Figure 12-7. Oplock example

If the first client hadn’t written to the file, the first client’s oplock would have been broken to a Level 2 oplock, which is the same type of oplock the server would grant to the second client. Now both clients can cache reads, but if either writes to the file, the server revokes their oplocks so that noncached operation commences. Once oplocks are broken, they aren’t granted again for the same open instance of a file. However, if a client closes a file and then reopens it, the server reassesses what level of oplock to grant the client based on which other clients have the file open and whether or not at least one of them has written to the file.

EXPERIMENT: Viewing the List of Registered File Systems

When the I/O manager loads a device driver into memory, it typically names the driver object it creates to represent the driver so that it’s placed in the \Driver object manager directory. The driver objects for any driver the I/O manager loads that have a Type attribute value of SERVICE_FILE_SYSTEM_DRIVER (2) are placed in the \FileSystem directory by the I/O manager. Thus, using a tool such as WinObj (from Sysinternals), you can see the file systems that have registered on a system, as shown in the following screen shot. (Note that some file system drivers also place device objects in the \FileSystem directory.)

Another way to see registered file systems is to run the System Information viewer. Run Msinfo32 from the Start menu’s Run dialog box and select System Drivers under Software Environment. Sort the list of drivers by clicking the Type column, and drivers with a Type attribute of SERVICE_FILE_SYSTEM_DRIVER group together.

Note that just because a driver registers as a file system driver type doesn’t mean that it is a local or remote FSD. For example, Npfs (Named Pipe File System) is a network API driver that supports named pipes but implements a private namespace, and therefore is in some ways like a file system driver. See Chapter 7 in Part 1 for an experiment that reveals the Npfs namespace.

Leases Prior to SMB 2.1, the SMB protocol assumed an error-free network connection between the client and the server and did not tolerate network disconnections caused by transient network failures, server reboot, or cluster failovers. When a network disconnect event was received by the client, it orphaned all handles opened to the affected server(s), and all subsequent I/O operations on the orphaned handles were failed. Similarly, the server would release all opened handles and resources associated with the disconnected user session. This behavior resulted in applications losing state and in unnecessary network traffic.

In SMB 2.1, the concept of a lease is introduced as a new type of client caching mechanism, similar to an oplock. The purpose of a lease and an oplock is the same, but a lease provides greater flexibility and much better performance.

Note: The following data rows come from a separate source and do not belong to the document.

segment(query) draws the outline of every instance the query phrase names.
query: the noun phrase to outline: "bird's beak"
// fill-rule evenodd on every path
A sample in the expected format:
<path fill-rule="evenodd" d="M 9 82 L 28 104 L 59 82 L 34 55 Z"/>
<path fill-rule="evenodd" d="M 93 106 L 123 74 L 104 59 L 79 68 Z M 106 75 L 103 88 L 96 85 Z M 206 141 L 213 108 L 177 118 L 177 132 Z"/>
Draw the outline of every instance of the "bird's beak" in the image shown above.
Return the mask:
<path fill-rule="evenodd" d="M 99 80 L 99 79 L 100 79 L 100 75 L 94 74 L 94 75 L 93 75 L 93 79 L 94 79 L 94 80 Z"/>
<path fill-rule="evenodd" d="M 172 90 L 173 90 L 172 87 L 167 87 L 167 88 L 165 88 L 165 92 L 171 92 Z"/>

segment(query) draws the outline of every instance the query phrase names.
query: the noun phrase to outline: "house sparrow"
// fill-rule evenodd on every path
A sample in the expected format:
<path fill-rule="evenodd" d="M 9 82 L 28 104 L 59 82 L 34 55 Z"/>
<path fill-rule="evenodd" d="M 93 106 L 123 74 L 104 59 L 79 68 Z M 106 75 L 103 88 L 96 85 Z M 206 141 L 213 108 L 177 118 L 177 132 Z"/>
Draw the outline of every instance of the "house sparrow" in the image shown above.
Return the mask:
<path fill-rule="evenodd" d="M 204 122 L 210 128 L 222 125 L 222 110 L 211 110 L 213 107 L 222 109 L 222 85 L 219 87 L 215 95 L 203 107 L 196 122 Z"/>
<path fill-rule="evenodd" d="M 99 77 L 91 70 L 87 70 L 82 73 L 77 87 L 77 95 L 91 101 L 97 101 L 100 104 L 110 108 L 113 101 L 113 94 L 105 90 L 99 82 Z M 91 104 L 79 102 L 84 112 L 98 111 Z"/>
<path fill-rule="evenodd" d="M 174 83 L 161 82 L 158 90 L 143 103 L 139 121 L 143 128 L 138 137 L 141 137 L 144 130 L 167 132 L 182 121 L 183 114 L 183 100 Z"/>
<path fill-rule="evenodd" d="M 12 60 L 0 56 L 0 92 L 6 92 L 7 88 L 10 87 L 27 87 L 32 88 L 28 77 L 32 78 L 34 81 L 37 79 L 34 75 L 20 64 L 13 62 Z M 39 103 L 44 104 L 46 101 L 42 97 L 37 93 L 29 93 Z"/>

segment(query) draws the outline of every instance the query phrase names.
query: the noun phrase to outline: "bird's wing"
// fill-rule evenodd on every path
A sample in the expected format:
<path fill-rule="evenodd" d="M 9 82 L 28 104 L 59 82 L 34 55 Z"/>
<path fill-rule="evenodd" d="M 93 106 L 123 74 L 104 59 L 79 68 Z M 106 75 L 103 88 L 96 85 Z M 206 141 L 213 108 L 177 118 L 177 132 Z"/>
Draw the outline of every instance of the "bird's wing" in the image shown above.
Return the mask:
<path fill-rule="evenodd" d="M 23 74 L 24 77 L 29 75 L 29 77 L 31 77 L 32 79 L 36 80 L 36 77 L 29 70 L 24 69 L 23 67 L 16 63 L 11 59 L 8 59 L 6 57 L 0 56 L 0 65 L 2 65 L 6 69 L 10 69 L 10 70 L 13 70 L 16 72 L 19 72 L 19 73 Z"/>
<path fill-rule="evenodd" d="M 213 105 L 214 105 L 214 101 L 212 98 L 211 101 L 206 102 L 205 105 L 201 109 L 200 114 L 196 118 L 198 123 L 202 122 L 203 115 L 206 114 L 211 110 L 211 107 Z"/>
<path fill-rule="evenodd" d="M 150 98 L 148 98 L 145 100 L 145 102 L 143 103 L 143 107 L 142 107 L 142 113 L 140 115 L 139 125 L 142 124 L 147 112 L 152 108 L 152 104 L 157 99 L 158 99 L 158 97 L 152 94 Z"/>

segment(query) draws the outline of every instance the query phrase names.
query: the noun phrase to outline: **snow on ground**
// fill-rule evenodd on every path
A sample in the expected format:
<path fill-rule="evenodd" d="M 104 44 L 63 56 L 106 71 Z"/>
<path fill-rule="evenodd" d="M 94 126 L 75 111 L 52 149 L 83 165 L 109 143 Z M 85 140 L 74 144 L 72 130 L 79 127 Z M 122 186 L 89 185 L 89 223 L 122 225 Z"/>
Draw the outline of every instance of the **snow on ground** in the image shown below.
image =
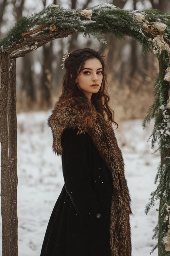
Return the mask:
<path fill-rule="evenodd" d="M 47 125 L 50 114 L 49 111 L 20 113 L 17 116 L 19 256 L 39 256 L 49 219 L 64 184 L 61 157 L 52 151 L 53 138 Z M 152 237 L 159 202 L 147 215 L 144 211 L 150 193 L 156 188 L 154 181 L 160 157 L 158 153 L 151 155 L 153 151 L 151 142 L 147 142 L 154 120 L 143 131 L 142 121 L 126 121 L 115 130 L 132 200 L 133 256 L 149 256 L 156 242 Z M 1 218 L 0 221 L 2 252 Z M 151 255 L 157 254 L 156 250 Z"/>

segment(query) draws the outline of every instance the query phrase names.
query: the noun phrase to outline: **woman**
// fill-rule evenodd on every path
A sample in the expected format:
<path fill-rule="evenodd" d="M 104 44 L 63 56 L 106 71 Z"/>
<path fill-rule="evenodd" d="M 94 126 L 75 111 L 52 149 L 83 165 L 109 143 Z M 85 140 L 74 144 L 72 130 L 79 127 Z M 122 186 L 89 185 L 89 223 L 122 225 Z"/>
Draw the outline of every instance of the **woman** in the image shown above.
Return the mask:
<path fill-rule="evenodd" d="M 85 48 L 66 50 L 63 58 L 62 93 L 48 124 L 65 184 L 40 256 L 131 256 L 131 200 L 112 126 L 118 125 L 108 105 L 104 56 Z"/>

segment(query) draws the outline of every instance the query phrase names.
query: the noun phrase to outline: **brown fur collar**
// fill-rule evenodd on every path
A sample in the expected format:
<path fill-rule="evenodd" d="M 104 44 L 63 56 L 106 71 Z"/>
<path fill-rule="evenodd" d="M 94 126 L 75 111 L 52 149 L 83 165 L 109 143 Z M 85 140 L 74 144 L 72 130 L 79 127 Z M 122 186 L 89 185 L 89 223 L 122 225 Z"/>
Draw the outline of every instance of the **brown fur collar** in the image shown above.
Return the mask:
<path fill-rule="evenodd" d="M 48 119 L 53 141 L 53 150 L 57 155 L 62 151 L 61 137 L 67 128 L 78 127 L 78 134 L 83 133 L 81 114 L 70 106 L 70 100 L 60 99 L 56 103 Z M 131 256 L 130 215 L 133 215 L 127 181 L 124 176 L 124 163 L 112 126 L 103 115 L 94 111 L 94 125 L 87 129 L 90 137 L 100 155 L 111 170 L 114 193 L 111 208 L 110 246 L 112 256 Z"/>

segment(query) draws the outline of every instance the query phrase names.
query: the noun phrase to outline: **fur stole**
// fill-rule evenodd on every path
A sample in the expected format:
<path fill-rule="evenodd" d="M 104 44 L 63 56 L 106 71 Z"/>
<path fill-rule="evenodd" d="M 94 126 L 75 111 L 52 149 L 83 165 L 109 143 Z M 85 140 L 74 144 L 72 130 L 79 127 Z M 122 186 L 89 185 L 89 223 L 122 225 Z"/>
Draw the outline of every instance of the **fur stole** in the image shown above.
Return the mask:
<path fill-rule="evenodd" d="M 48 125 L 51 128 L 53 139 L 53 151 L 58 156 L 61 156 L 62 153 L 61 137 L 64 130 L 78 127 L 78 134 L 81 134 L 83 133 L 84 128 L 81 122 L 81 113 L 71 107 L 69 100 L 68 99 L 58 100 L 48 119 Z M 89 127 L 87 131 L 111 170 L 113 177 L 114 193 L 110 220 L 112 256 L 131 256 L 130 215 L 133 214 L 122 153 L 109 122 L 96 110 L 93 112 L 93 127 Z"/>

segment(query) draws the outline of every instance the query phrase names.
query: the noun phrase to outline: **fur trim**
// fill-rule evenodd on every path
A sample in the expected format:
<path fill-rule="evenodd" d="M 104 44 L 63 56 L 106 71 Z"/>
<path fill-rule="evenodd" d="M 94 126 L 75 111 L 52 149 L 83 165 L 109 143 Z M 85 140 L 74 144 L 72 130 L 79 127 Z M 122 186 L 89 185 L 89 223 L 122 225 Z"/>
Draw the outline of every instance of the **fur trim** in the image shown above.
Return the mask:
<path fill-rule="evenodd" d="M 60 99 L 56 103 L 48 119 L 52 129 L 53 151 L 62 155 L 62 133 L 67 128 L 78 128 L 77 134 L 85 132 L 81 113 L 71 108 L 70 100 Z M 111 208 L 110 245 L 112 256 L 131 256 L 132 245 L 130 215 L 131 199 L 125 177 L 124 163 L 112 126 L 103 116 L 96 110 L 93 113 L 94 125 L 87 131 L 99 154 L 112 172 L 114 193 Z"/>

Read (R), shared access Allows multiple simultaneous readers of a file, and no writers. This lease allows the client to perform read-ahead buffering and read caching.

Read-Handle (RH), shared access This is similar to the Level 2 oplock, with the added benefit of allowing the client to keep a file open on the server even though the accessor on the client has closed the file. (The cache manager will lazily flush the unwritten data and purge the unmodified cache pages based on memory availability.) This is superior to a Level 2 oplock because the lease does not need to be broken between opens and closes of the file handle. (In this respect, it provides semantics similar to the Batch oplock.) This type of lease is especially useful for files that are repeatedly opened and closed because the cache is not invalidated when the file is closed and refilled when the file is opened again, providing a big improvement in performance for complex I/O intensive applications.